Generosity, virtue, renunciation: Look at your life and see to what extent you’re developing these qualities and what opportunities you have to develop them. Discernment, persistence, powers of endurance: There are opportunities to develop these things all the time. Truth, when you make up your mind you’re going to do something and you stick with it. Determination: You make vows to focus on what’s really important to you. Goodwill for all, equanimity in the face of the things you can’t change.
The word parami is usually translated as perfections, but it’s related to the word para, as something that leads beyond, or paramam, something of foremost importance. These are your real accomplishments in life, because they don’t end with just this life. They’re accomplishments that are a gift not only to yourself, but also to the people around you.
So when you find you’re thinking going off in destructive ways remind yourself that there’s a better use for your thinking.

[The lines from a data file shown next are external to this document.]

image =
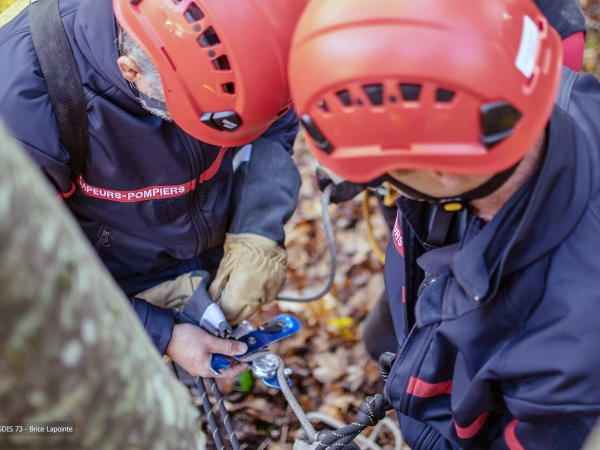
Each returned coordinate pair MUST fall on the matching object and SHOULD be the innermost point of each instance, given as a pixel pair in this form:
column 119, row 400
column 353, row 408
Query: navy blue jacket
column 500, row 349
column 154, row 201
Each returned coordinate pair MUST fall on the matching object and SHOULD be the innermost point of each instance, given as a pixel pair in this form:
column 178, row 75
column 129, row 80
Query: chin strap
column 453, row 204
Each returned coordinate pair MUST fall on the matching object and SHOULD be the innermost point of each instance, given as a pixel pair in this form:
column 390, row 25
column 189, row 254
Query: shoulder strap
column 564, row 92
column 62, row 78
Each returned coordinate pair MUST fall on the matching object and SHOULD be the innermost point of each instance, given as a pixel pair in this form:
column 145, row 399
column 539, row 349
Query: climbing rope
column 371, row 411
column 370, row 235
column 213, row 428
column 332, row 253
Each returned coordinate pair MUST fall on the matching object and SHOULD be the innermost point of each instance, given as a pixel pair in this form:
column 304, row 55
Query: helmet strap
column 149, row 101
column 453, row 204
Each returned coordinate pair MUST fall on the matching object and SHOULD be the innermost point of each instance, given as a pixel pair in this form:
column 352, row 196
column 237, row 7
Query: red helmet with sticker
column 457, row 86
column 223, row 64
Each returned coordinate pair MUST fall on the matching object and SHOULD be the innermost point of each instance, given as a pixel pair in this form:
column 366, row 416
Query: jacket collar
column 95, row 31
column 537, row 219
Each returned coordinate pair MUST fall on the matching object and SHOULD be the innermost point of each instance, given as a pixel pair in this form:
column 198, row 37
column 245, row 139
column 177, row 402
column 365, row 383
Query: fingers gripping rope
column 371, row 411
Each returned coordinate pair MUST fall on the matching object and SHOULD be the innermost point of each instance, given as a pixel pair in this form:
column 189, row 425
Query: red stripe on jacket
column 510, row 436
column 424, row 389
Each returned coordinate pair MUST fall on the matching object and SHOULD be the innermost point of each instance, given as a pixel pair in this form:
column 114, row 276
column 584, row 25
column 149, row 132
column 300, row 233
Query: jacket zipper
column 104, row 240
column 416, row 360
column 198, row 218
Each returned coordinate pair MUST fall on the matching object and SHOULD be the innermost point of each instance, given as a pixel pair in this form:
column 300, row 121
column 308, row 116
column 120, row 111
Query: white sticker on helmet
column 528, row 48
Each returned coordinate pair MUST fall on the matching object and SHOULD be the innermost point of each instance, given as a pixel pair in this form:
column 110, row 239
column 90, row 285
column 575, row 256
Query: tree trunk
column 71, row 349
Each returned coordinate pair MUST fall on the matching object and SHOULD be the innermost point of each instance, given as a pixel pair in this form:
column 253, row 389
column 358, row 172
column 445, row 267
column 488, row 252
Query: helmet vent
column 497, row 122
column 193, row 13
column 410, row 92
column 209, row 38
column 323, row 106
column 375, row 93
column 444, row 95
column 228, row 88
column 221, row 63
column 344, row 97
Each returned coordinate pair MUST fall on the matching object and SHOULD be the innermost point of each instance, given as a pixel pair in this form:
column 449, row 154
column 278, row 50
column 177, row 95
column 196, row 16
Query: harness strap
column 439, row 228
column 58, row 67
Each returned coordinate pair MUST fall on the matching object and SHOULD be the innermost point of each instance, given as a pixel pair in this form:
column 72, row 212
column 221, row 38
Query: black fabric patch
column 166, row 210
column 570, row 434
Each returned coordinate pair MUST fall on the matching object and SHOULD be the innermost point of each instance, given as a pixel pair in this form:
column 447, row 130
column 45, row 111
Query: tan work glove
column 251, row 274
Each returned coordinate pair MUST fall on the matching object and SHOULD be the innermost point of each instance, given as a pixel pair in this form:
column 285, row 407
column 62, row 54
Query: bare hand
column 192, row 348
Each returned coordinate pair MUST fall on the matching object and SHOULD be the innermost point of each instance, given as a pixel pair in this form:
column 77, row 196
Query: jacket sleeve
column 266, row 183
column 158, row 322
column 419, row 435
column 284, row 131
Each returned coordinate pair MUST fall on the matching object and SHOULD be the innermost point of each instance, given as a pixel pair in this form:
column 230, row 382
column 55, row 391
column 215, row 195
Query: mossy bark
column 71, row 349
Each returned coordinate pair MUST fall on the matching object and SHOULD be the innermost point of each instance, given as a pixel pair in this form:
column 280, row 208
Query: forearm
column 266, row 189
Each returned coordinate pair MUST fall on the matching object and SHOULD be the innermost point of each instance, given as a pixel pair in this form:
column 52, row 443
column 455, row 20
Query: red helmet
column 457, row 86
column 223, row 64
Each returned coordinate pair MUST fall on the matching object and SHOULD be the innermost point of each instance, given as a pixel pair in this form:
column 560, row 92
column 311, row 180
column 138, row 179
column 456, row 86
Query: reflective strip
column 420, row 388
column 138, row 195
column 397, row 237
column 150, row 192
column 470, row 431
column 68, row 194
column 510, row 436
column 242, row 155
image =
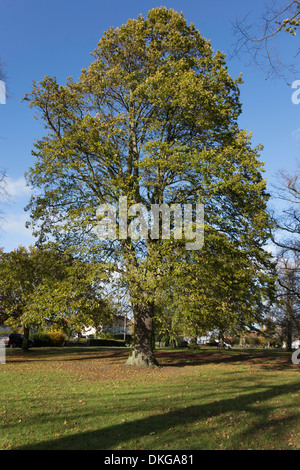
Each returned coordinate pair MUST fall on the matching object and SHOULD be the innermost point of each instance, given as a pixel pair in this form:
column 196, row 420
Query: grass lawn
column 86, row 398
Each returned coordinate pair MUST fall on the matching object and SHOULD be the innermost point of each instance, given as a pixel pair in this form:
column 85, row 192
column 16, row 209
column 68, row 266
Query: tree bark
column 142, row 354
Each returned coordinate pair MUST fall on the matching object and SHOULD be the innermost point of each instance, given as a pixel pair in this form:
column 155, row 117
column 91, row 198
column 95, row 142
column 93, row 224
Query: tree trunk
column 25, row 341
column 142, row 354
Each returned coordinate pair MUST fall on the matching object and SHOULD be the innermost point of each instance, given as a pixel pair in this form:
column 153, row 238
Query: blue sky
column 55, row 37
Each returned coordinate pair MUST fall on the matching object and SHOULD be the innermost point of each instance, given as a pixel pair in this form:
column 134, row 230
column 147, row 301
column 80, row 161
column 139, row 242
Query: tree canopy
column 153, row 119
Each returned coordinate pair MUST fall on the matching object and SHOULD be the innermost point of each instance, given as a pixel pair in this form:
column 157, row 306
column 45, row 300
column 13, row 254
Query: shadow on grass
column 114, row 436
column 277, row 360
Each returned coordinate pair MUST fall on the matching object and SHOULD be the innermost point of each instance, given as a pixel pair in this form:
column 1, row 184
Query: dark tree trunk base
column 141, row 360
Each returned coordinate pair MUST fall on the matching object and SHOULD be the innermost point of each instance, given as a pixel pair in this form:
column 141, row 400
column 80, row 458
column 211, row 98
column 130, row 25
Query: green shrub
column 57, row 338
column 53, row 338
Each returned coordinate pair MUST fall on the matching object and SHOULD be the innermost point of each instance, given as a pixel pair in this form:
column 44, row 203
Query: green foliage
column 42, row 285
column 154, row 118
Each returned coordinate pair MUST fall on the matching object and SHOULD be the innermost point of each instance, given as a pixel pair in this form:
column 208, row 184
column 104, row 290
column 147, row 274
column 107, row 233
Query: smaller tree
column 287, row 314
column 47, row 285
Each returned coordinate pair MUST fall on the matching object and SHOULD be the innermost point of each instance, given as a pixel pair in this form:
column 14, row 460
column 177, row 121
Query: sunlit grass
column 86, row 398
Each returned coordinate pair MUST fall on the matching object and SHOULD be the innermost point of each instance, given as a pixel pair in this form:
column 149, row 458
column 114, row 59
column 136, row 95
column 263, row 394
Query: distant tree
column 287, row 312
column 153, row 119
column 259, row 39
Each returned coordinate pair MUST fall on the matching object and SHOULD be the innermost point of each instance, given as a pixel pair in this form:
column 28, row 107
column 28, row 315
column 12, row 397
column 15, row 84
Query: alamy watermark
column 296, row 94
column 152, row 224
column 2, row 92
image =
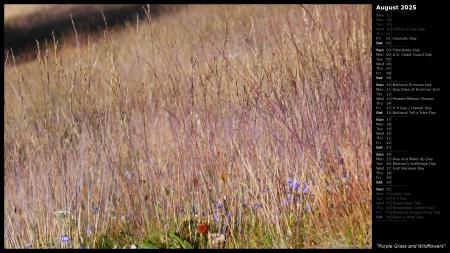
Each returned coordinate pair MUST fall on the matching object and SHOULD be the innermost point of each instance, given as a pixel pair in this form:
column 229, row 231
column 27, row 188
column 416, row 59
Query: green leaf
column 184, row 244
column 147, row 245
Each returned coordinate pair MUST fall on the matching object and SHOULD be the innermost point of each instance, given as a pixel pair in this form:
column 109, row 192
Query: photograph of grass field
column 190, row 126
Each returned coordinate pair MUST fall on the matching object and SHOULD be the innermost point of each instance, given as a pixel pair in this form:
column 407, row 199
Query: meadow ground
column 254, row 120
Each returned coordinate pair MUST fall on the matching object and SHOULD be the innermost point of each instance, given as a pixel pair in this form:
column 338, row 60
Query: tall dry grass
column 252, row 118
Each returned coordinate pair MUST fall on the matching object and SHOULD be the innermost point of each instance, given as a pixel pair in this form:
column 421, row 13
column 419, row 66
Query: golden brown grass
column 258, row 116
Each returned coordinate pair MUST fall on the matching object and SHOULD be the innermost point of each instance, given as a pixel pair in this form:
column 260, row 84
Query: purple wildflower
column 305, row 188
column 65, row 238
column 293, row 184
column 308, row 208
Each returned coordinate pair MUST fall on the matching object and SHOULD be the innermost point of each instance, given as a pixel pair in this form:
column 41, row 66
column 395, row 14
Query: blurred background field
column 253, row 119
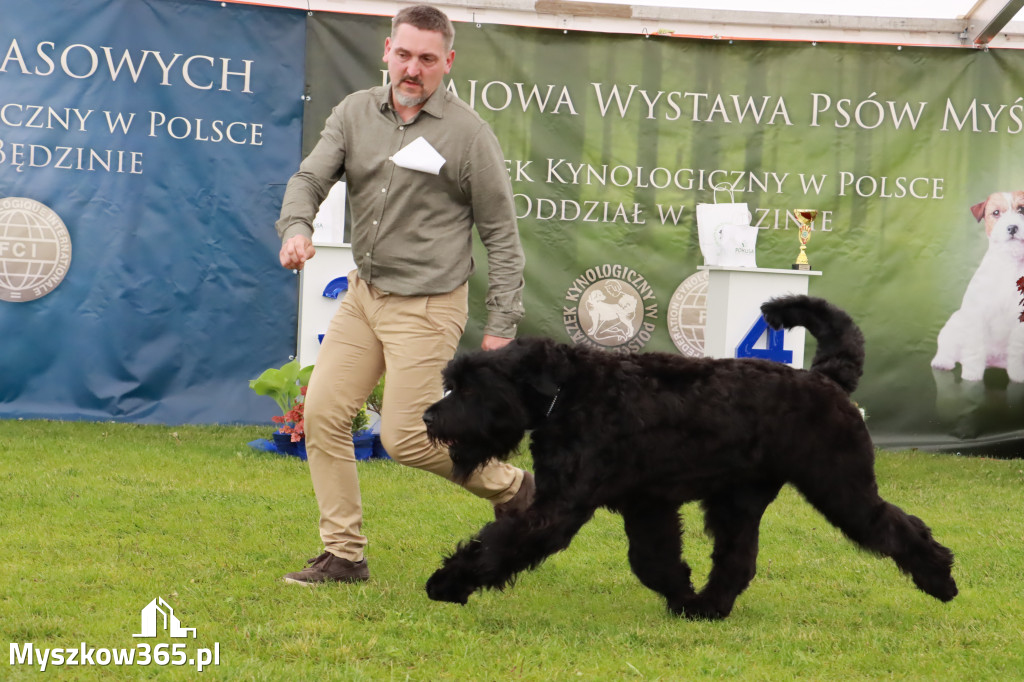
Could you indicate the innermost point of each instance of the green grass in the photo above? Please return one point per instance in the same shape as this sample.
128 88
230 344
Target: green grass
97 519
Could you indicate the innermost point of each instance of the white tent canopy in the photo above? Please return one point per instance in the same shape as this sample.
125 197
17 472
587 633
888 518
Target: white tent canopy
969 24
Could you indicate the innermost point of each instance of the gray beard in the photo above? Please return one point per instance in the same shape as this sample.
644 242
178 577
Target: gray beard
408 100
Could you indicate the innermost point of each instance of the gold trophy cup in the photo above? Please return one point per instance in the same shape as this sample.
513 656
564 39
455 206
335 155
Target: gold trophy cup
805 217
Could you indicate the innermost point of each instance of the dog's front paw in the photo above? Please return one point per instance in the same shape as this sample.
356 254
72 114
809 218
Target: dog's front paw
444 586
698 608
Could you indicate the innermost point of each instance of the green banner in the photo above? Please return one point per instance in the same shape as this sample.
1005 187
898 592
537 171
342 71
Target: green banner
612 140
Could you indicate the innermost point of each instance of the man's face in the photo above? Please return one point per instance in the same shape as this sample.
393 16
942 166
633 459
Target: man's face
417 61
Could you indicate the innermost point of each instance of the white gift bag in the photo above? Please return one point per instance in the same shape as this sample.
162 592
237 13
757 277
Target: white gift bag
725 232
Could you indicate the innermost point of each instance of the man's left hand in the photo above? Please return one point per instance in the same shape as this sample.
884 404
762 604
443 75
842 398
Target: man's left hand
494 342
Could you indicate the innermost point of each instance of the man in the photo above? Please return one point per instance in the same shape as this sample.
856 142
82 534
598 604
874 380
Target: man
407 303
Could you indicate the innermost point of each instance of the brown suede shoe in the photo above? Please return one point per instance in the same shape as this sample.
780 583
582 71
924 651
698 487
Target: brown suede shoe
330 568
520 501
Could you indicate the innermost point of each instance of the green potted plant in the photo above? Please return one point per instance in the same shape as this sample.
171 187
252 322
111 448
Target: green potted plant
287 385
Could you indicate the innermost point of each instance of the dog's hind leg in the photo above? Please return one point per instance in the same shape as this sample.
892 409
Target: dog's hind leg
655 550
846 494
733 519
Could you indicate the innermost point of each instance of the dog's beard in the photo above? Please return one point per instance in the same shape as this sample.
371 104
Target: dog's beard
472 446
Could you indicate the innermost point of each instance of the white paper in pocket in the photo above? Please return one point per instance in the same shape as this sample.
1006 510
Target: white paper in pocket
419 156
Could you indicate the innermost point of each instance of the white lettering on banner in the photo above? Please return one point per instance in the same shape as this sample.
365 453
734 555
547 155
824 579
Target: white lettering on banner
702 105
178 127
200 72
38 116
20 156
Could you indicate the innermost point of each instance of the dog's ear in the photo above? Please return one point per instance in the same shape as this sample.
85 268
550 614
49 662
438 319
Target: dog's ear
979 210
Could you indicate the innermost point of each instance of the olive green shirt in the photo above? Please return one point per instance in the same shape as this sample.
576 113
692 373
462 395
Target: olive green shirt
412 230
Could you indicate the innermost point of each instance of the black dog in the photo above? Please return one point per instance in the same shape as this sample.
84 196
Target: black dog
641 434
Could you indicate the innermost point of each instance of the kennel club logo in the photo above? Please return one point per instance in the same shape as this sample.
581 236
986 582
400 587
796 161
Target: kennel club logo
610 306
35 250
688 314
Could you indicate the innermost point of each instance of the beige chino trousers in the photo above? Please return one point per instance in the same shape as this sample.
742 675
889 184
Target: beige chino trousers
412 338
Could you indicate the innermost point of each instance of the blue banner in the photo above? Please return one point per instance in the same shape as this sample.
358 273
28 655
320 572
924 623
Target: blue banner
143 146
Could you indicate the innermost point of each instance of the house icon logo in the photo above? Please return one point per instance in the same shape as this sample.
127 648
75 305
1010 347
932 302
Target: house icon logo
158 612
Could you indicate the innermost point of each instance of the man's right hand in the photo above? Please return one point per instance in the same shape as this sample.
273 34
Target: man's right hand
296 251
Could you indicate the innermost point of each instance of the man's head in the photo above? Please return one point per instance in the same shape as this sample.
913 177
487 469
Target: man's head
418 53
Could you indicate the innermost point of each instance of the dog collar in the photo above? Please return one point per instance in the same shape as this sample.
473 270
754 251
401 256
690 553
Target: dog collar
553 401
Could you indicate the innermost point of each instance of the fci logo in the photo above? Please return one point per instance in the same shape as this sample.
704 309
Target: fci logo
35 250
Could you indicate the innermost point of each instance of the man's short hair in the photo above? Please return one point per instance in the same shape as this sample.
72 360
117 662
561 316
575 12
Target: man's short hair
425 17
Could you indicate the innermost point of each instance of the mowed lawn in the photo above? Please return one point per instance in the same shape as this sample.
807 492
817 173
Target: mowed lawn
98 519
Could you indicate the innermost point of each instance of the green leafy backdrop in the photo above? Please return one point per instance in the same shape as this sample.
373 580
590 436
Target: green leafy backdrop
873 124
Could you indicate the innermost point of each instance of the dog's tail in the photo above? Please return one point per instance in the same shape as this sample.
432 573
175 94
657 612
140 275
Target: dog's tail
841 345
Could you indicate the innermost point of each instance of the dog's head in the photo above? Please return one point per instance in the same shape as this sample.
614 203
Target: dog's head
493 398
1000 211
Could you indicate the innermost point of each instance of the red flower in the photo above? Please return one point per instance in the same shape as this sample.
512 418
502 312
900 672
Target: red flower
294 421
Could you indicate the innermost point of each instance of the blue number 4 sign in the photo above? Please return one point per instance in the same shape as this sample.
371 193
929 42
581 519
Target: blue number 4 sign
773 350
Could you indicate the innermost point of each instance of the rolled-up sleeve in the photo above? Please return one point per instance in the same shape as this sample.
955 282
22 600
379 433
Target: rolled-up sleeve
317 173
494 214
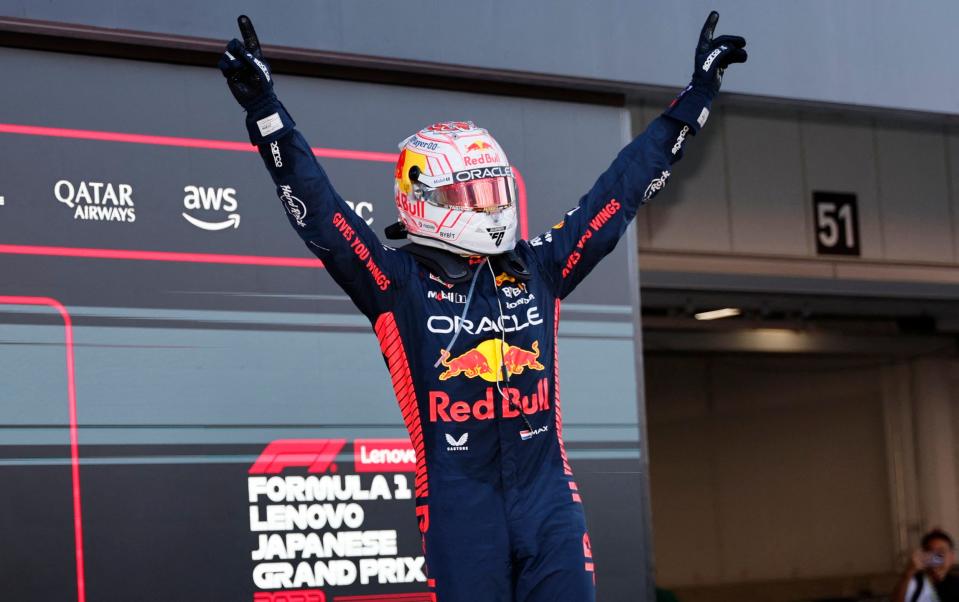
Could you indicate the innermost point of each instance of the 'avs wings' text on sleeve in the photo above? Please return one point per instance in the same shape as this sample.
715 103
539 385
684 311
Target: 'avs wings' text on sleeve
590 231
368 271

Many people come to meditation thinking that they’ve already learned how to think. They went to school and they learned all kinds of good ways to think. They don’t need to be taught how to think any more. They need to be taught how not to think. But that’s not really true. School teaches us how to think about certain things, but it doesn’t teach us how to think properly about the big issues in life. And sometimes the more education you have, the dumber you get about the big issues.
There’s a phrase in Thailand: The more you study, the more stupid you get; the bigger you get, the more naive. We learn how to think about all kinds of things except for the important issues in life: how to face aging, how to face illness, how to face death, how to face separation, how to order our priorities so that we can really focus on what’s important, i.e., what we’re doing right now. What kind of actions are good for creating good qualities in life? What are the important things to try to accomplish in life? We have to learn how to think about these things in the proper way, because that can save us a lot of suffering and save the people around us a lot of suffering as well.
So as Ajaan Lee used to say, meditation is not just about not thinking, it’s also about learning about how to think in a really skillful way: developing both the quiet mind and the properly thinking mind. Those are the things needed to get to that heartwood, the thing that’s of ultimate value.
There was a time shortly before Ajaan Suwat’s passing away, when I visited him in Thailand, and he was talking about how his brain was beginning to malfunction. He said it was giving him all kinds of weird perceptions. But he had developed the skills of mind to recognize that these were weird perception. He didn’t say that, but that was one of my things I noticed. After saying that his mind was giving him weird perceptions, he stopped for a second, and then he said, “But that thing I got from my meditation, that’s still there. That doesn’t change.”
We hear that, and they’re inspiring words, but hopefully there’ll be the day when we can know that thing for ourselves.